Bioplastica, sai che cosa vuol dire? Cominciamo col dire una cosa importante. La bioplastica rientra nel rango dei materiali che vanno incontro alle esigenze di chi ama l’ambiente, ma non vuole rinunciare alla comodità del progresso.
La bioplastica è infatti una valida alternativa alla plastica tradizionale. Con l’unica, notevole, differenza che la bioplastica è ricavata da materiale organico. E per tanto non inquinante.
Per la sua produzione servono elementi come mais, frumento, barbabietola o altri cereali.
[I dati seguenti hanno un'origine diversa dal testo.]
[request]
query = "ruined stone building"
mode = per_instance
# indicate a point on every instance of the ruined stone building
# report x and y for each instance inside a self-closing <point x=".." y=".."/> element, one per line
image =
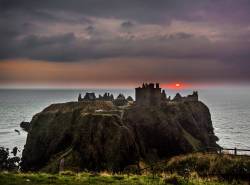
<point x="191" y="97"/>
<point x="149" y="94"/>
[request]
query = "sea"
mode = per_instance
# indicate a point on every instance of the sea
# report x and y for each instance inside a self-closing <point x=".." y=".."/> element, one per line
<point x="229" y="107"/>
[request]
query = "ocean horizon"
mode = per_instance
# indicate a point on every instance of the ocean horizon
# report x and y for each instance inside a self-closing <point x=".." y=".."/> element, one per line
<point x="229" y="107"/>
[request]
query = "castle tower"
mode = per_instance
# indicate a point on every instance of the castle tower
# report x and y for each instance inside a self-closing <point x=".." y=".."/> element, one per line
<point x="148" y="95"/>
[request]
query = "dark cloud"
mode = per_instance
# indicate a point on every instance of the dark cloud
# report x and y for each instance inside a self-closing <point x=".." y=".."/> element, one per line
<point x="76" y="30"/>
<point x="127" y="24"/>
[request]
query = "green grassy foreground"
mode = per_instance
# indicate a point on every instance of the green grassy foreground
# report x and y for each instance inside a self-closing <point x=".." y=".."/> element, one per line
<point x="190" y="169"/>
<point x="103" y="179"/>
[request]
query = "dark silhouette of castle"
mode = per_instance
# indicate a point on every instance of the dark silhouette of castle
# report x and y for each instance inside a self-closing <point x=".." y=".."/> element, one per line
<point x="149" y="94"/>
<point x="152" y="95"/>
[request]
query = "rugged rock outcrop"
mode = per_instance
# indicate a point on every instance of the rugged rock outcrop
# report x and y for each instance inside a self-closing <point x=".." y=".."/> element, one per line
<point x="98" y="135"/>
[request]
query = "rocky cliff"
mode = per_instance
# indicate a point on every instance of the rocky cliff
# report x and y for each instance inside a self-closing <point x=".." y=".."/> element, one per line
<point x="98" y="135"/>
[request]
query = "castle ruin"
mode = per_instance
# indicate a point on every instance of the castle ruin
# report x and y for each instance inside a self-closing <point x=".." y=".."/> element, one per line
<point x="149" y="94"/>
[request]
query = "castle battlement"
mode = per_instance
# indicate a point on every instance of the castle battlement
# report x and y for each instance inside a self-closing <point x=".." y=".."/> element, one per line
<point x="149" y="94"/>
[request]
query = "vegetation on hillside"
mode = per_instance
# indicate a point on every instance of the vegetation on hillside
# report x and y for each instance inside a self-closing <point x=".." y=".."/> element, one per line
<point x="70" y="178"/>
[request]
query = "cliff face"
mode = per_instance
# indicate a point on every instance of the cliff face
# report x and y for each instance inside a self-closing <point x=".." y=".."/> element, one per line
<point x="98" y="135"/>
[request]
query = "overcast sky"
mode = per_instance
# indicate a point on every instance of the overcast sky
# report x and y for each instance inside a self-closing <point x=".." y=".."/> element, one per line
<point x="120" y="43"/>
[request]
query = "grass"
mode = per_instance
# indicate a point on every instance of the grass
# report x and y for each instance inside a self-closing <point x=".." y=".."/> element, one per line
<point x="70" y="178"/>
<point x="190" y="169"/>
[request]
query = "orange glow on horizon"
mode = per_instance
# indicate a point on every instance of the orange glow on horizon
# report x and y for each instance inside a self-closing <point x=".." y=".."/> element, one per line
<point x="176" y="85"/>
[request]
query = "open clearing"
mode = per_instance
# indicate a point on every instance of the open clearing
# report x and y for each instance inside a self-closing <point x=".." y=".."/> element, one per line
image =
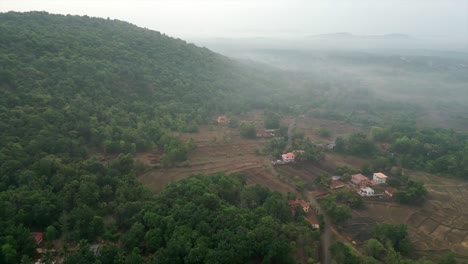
<point x="440" y="224"/>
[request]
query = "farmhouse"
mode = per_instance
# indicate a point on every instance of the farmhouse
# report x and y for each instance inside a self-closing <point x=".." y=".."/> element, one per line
<point x="389" y="191"/>
<point x="223" y="119"/>
<point x="336" y="184"/>
<point x="360" y="180"/>
<point x="367" y="191"/>
<point x="288" y="157"/>
<point x="379" y="178"/>
<point x="305" y="205"/>
<point x="38" y="237"/>
<point x="264" y="134"/>
<point x="313" y="221"/>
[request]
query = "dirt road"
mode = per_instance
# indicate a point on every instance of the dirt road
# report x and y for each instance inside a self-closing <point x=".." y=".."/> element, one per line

Il risultato è un prodotto simile alla plastica ma assolutamente biodegradabile, che scompare in un paio di mesi. Notevole la differenza rispetto alla plastica tradizionale, derivata dal petrolio. Quest’ultima necessita di ben mille anni per essere smaltita totalmente.
I materiali in bioplastica, invece, richiedono solo qualche mese per venire biodegradati e non rendono sterile il terreno. Al contrario, alcuni tipi di bioplastiche consentono di ricavarne concime fertilizzante dopo l’uso.
Uno fra gli esempi più significativi è l’utilizzo della bioplastica in agricoltura per la pacciamatura, il metodo col quale si ricopre il terreno con uno strato di materiale per impedire la crescita delle erbacce. Il biotelo risolve lo smaltimento dei rifiuti perché la pellicola viene lasciata a decomporsi in modo naturale.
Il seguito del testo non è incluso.